All too often, teams tasked with digital transformation fail. It can happen despite the best of intentions, promising beginnings, and whether the innovation team is composed of insiders, people outside the organization, or a blend of both.

Why? Well, digital transformation is complicated. The teams leading it need high performance, as all business leadership does. But they also operate under difficult conditions that high performers in more conventional businesses do not have to deal with.

As a recent Harvard Business Review article observes, most organizational environments focus on maximizing already defined chief products and services. Digital transformation teams need to focus on that, but also need an environment in some flux, so that it can accept the impress of new ideas, systems, and methods.

The HBR also points out that not all high-performing people have the qualities needed to helm innovation teams. The authors identify three qualities that indicate the capability for success in leading digital transformation.

Innovators need to be high performers, but also have unique qualities.

One: Negative Capability

You might remember the term “negative capability” from English class.

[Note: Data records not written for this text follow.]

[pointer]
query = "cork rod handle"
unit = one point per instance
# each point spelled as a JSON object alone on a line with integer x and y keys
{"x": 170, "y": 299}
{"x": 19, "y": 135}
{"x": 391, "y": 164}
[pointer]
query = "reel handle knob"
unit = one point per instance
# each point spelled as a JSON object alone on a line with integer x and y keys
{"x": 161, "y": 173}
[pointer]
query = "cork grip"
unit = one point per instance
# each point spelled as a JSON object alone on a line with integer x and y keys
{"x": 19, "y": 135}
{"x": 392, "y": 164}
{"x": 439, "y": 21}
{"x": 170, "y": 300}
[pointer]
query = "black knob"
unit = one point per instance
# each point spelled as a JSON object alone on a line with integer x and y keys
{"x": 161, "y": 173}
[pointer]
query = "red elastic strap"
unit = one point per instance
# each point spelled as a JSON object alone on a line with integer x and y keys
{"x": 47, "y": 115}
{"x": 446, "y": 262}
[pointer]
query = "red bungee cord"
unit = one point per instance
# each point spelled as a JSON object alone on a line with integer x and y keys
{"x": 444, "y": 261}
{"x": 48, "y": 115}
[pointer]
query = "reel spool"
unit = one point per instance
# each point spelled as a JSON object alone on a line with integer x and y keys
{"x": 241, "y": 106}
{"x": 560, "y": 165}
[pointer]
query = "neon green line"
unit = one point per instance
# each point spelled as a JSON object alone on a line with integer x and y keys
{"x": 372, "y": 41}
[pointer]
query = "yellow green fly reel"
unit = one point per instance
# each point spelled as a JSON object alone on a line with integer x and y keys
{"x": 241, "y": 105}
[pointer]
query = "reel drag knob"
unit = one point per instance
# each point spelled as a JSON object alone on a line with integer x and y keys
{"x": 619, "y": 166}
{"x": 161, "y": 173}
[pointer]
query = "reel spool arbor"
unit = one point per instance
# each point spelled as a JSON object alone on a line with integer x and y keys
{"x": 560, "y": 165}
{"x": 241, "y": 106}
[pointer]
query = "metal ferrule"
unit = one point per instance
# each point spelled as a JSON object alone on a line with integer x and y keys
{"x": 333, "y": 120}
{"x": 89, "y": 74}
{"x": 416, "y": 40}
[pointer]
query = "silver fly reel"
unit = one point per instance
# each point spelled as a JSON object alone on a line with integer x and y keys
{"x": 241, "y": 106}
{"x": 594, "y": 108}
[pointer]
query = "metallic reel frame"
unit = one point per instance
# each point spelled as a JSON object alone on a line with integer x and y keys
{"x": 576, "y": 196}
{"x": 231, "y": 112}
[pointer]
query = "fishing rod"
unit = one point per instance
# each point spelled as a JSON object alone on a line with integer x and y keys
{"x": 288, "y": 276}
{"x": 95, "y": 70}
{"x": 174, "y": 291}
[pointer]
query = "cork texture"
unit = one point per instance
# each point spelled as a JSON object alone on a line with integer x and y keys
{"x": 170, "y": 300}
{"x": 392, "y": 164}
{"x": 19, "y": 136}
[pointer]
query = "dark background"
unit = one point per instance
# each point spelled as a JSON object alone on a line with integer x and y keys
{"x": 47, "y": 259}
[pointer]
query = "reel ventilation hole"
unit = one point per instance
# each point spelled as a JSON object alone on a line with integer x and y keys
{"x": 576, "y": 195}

It means being able to work in the face of uncertainty – the ability to accept a lack of answers and keep exploring. It means not freezing in the face of a lack of clarity. In a business setting, it can be understood as the ability to be comfortable with uncertainty without being stressed by its existence.

People who don’t have negative capability often reach conclusions too quickly, simply because they are uncomfortable with hanging in an uncertain zone.

Two: “Chaos Pilot” Ability

People who lead the innovation team need to be comfortable with uncertainty, but they also need to be “chaos pilots” within it. The term, which HBR attributes to a Danish business school of the 1990s, Kaospilot, means the ability to lead and execute goals in the middle of chaos. That means, in the middle of chaos, they can develop a viable structure and actionable steps within it.

A chaos pilot in business terms can be thought of as the person who can fly at night, in a storm, with limited navigation equipment, and successfully reach the landing pad without crashing.

Three: Crucial Neuropsychological Qualities

The authors also advise looking for three crucial qualities that are more about neuropsychology than about leadership per se. They are divergent thinking, convergent action, and communication.

Divergent thinking means that the person can put together information and concepts that are usually considered to be in different realms. This allows them to put together ideas and opportunities in unique ways – ways that competitors can overlook.

And convergent action? That means the person can not only put together dissimilar concepts but can also execute on the resulting new information. Convergent action is the linchpin between the concepts and a resultant product, and the steps to get to the product.

Finally, new ideas have to be communicated in a way that will influence business strategy and action. The three abilities together are rare, but necessary if transformation is to be a success.